Tuesday, July 04, 2006

Fed up with yellow ribbons



Every morning while I'm visiting in Germany, I start the day with the Stars and Stripes, which regularly lists the names of servicemembers killed in Iraq and Afghanistan. Back home in Kentucky, these names are apparently worthy of mention only if the deceased hailed from Kentucky or Indiana. Over here, as you enter the post, you see welcome-home banners hanging from the fence, and when you walk around the neighborhoods, you see blue-star banners peeking out of plenty of windows, each one signifying a loved one who is deployed. Pick up the post newspaper, and you will see joyful photos of units coming home evenly matched with the sorrowful photos of those who are being sent out. What do you see back home? Stupid yellow ribbon magnets on cars.

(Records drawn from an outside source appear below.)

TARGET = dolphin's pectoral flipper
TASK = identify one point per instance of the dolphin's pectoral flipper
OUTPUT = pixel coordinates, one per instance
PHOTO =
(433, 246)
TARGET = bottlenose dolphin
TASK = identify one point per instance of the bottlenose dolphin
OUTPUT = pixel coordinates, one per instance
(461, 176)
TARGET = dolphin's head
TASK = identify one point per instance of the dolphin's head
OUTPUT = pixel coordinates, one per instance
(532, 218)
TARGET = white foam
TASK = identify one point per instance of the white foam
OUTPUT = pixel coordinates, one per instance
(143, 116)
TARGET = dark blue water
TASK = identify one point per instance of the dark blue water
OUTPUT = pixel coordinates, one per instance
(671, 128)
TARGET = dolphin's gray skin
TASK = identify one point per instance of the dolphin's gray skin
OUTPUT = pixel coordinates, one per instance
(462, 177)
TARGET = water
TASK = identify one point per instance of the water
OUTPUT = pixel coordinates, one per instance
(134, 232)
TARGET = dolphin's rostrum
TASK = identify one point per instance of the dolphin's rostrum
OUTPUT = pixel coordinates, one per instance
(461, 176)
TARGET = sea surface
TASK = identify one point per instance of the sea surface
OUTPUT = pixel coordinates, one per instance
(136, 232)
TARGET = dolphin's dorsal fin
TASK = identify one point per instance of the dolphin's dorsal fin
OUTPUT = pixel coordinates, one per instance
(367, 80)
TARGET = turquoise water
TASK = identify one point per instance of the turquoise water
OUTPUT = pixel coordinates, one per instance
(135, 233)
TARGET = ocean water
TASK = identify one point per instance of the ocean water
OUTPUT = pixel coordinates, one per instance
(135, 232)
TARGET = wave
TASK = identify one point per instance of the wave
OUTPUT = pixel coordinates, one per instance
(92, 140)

It's abundantly clear to me over here, where the war is so visible on a day-to-day basis, that most Americans are comfortably insulated from the war (even those with the afore-mentioned stupid yellow ribbon magnets) and that the only people who are sacrificing ANYTHING for this war are the same ones who are either fighting it or giving up their loved ones to fight it.

The Army has been suffering lately from a severe lack of funds. Temporary workers have been fired, and those left behind are under pressure to pick up the slack. Lots of installations haven't had the money to mow the grass in the common areas. Heck, Fort Sam Houston can't pay it's power bill! Word on the street here in Mannheim is that the reason quarters are sitting empty for so long is that Housing doesn't have the money to bring workers in to clean and repair the units between occupants. Meanwhile, incoming soldiers and their families are stuck for longer and longer periods in hotels and temporary quarters. It's hard in the face of all of this to feel anything but contempt for the sheer impotence of the yellow ribbon magnets.

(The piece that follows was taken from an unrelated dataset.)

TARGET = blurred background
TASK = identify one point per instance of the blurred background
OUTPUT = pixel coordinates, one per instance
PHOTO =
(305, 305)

At the same time though, I have some degree of sympathy for the ribbon-magnet people. After all, short of enlisting themselves (which, hey, soon you will be able to do up to the ripe young age of 42! Doesn't THAT just open a host of put-up-or-shut-up opportunities for a certain demographic?), what can they do? The civilians left behind in World War II rationed gasoline and sugar. They bought war bonds and grew victory gardens. They DIDN'T slap a yellow ribbon on the ol' SUV and call it a day! But what is there for us to do, short of displaying the ribbon while we drive for our Disney vacation to let the terrorists know that they haven't won?

Well, I have an idea. What if we imposed an additional tax on gasoline, one that would go specifically for short-term defense funding? There would be a certain harmonic balance in seeing an oil-driven war paid for at least in part by the consumption of that black gold.

Not likely to happen though, is it? Raise the price of gasoline even higher, and then voters might get angry and politicians would get voted out of office. And how sad would THAT be?! Meanwhile servicemembers and their families will continue to take it in the shorts, and our fellow Americans will continue to memorialize our sacrifice on the bumpers of their cars.

Happy 4th of July--if I sound bitter, it's probably because I am.